Up to health chiefs to call for scrapping of school transfer test – Peter Weir

Peter Weir was challenged to stop a test planned for February 27 by education committee chairman Chris Lyttle.
Peter Weir was challenged to stop a test planned for February 27 by education committee chairman Chris Lyttle. Peter Weir was challenged to stop a test planned for February 27 by education committee chairman Chris Lyttle.

It is up to health authorities to call for the last scheduled post-primary transfer test to be cancelled, the Stormont education minister has said.

Peter Weir was challenged to stop a test planned for February 27 by education committee chairman Chris Lyttle.

State-run GCSE, AS and A-level exams have been cancelled due to the pandemic but the assessment for 10 and 11-year-olds moving up from primary school is operated by private organisations.

The Association for Quality Education (AQE) and the Post-Primary Transfer Consortium (PPTC) cancelled tests planned for January and early February amid a third major surge in coronavirus infections.

However AQE announced plans to hold one test on February 27, public health conditions permitting.

Academic selection at 10/11 has long been a divisive issue among Northern Ireland’s parties, with the DUP accusing critics of using the pandemic to stop the tests.

A number of selective grammar schools have indicated they will not use AQE test results this year.

Mr Lyttle, of the Alliance Party, said if GCSEs and A-levels have been cancelled on public health grounds then the transfer test should be as well.

Mr Weir said the cancellation of public exams was also to ensure comparability of results across the UK, and with the previous year, which received assessed grades.

He added that if the Department of Health says “this – or any other issue – cannot go ahead on public health grounds, then that clearly means that something cannot go ahead on public health grounds”.

Mr Lyttle said the prevailing public health circumstances, the extent of the disruption to learning and the need for certainty mean that the minister “ought to use his power to extend that cancellation to post-primary transfer tests”.

Mr Weir responded: “In terms of a judgment on public health circumstances, that ultimately is a matter where the call shouldn’t lie with me or with you, it lies on that broader level with public health.

“Academic selection is both a legal entitlement and also a question of parental choice.

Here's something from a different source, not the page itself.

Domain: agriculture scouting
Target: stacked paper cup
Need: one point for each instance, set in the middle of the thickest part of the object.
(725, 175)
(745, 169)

The parents have a right to choose that, but it is also the case that either for individual schools or indeed for parents, it is certainly not compulsory.”

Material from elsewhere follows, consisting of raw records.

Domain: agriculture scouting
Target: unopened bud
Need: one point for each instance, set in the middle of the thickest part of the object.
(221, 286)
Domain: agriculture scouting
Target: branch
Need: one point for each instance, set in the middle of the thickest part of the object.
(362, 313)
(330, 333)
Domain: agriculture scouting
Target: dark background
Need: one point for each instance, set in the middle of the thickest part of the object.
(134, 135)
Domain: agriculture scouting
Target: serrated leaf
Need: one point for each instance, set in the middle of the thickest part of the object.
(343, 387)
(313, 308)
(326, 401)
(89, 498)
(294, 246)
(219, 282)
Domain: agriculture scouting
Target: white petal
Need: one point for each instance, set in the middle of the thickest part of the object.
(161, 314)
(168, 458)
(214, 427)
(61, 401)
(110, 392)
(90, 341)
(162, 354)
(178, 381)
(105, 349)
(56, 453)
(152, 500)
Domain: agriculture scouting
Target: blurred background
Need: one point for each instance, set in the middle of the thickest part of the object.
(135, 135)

Mr Weir said schools were asked before Christmas to start drawing up entry criteria in light of the pandemic.

“The Education Authority at the beginning of February will be publishing every school’s position as regards criteria and there are a range of criteria which are either test related, academically selection related or non-academically selection related which are options for schools to go down,” he said.

“We have given advice to schools to take advice before they finalise their position because… there is no set of criteria that doesn’t come with some level of risk and some level of risk of challenge from a parent, for example.

“There isn’t some magic bullet solution out there which is getting something that will then be universally regarded as being fair, that will be regarded as being robust.”

Earlier in his opening statement to the committee, Mr Weir said work is ongoing by exams body CCEA around contingency plans for state exams.

He told MLAs he hopes to be able to reveal more detail by the end of the month, but the benchmark by which the 2021 cohort is graded will “effectively be the same as it was 2020”.

“What the exact methodology which is used, we need to produce fair results and one which the two cohorts can be compared together,” he said.

Mr Weir also told the committee he believes the Executive should make a case to the the Joint Committee on Vaccination and Immunisation (JCVI) for prioritisation for teachers to enable the continuation of school learning.